An online alert system for missing children has been launched today, a project between the New Zealand police and Facebook.
The Amber alert system - a project between the New Zealand police missing persons unit and Facebook launched today - works to notify the public through various channels when a young person is missing or at risk of harm.
Robyn Jensen, mother of Kirsa Jensen who went missing age 14, in 1983, was at the announcement.
The US alert system is an emergency broadcast network that uses online, radio, and television to notify the public about missing children. The system is an acronym for America's Missing Broadcast Emergency Response and named after Amber Hagerman, a 9-year-old abducted and murdered in Texas in 1996.
Her killer was never found.
Versions of the system are active in more than a dozen countries.
New Zealand Police Commissioner Mike Bush said the system was a valuable new tool.
"There have only been a very small number of abductions involving children in New Zealand's history, but other situations, such as where a young child goes missing from home and is at serious risk of harm, occur more regularly.
"When these sorts of incidents do happen, police take them very seriously and will consider every option available to us to locate a child we have extreme concerns for.
"Having the Amber Alerts system means we now have another useful tool to quickly contact the public in emergency situations.
"If we can use it to help save even just one child, then it is a system worth having," he said.
Police will activate an alert if it is believed a child or young person who is missing is at serious risk of harm and public assistance could help to locate them.
Once the alert is activated, people who are part of the Facebook community in the targeted search area will receive a notification at the top of their 'News Feed'.
People can then choose to share the alert with their Facebook friends to help spread the word.
The alerts include a photograph of the child, any important information about the circumstances in which they went missing, and an indication that there is an active search.
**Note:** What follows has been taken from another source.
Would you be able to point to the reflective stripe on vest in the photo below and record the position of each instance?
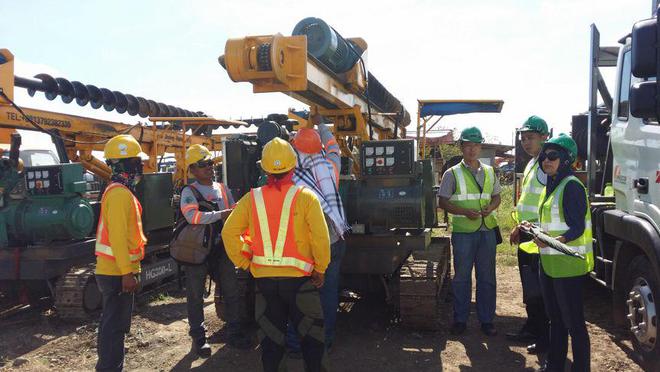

Facebook director of trust and safety Emily Vacher said Robyn Jensen was a symbol of hope and perseverance. She said the system in the US had safely found almost 900 children.
"We keep you, your family, and Kirsa in our thoughts.
"As of today New Zealand becomes the 14th country in the world to join the Facebook AMBER alert family.
"Today with the changes in technology this life-saving information is delivered to the public in just a matter of minutes and right to the palms of their hands.
"Today that village of people protecting children in New Zealand has been strengthened.
"It's very important to note that these alerts will occur very rarely. If one is seen on Facebook it means you may actually be in a position to help reunite a missing child with his or her family."
Police Assistant Commissioner Investigations Richard Chambers said New Zealand has 2.9 million active Facebook users.
The system means immediate alerts would be sent to anyone registered on Facebook within a 160km radius if someone under 18 was missing and there was immediate risk to that person
"Our mission is to be the safest country and this partnership will help us get there.
"Child abductions in New Zealand are rare, with eight missing in circumstances that appear suspicious since 1932, but that's eight too many," he said.
Ms Jensen has told RNZ's podcast The Lost it had become harder to cope with her loss as the years had passed and she was still desperate to find her daughter.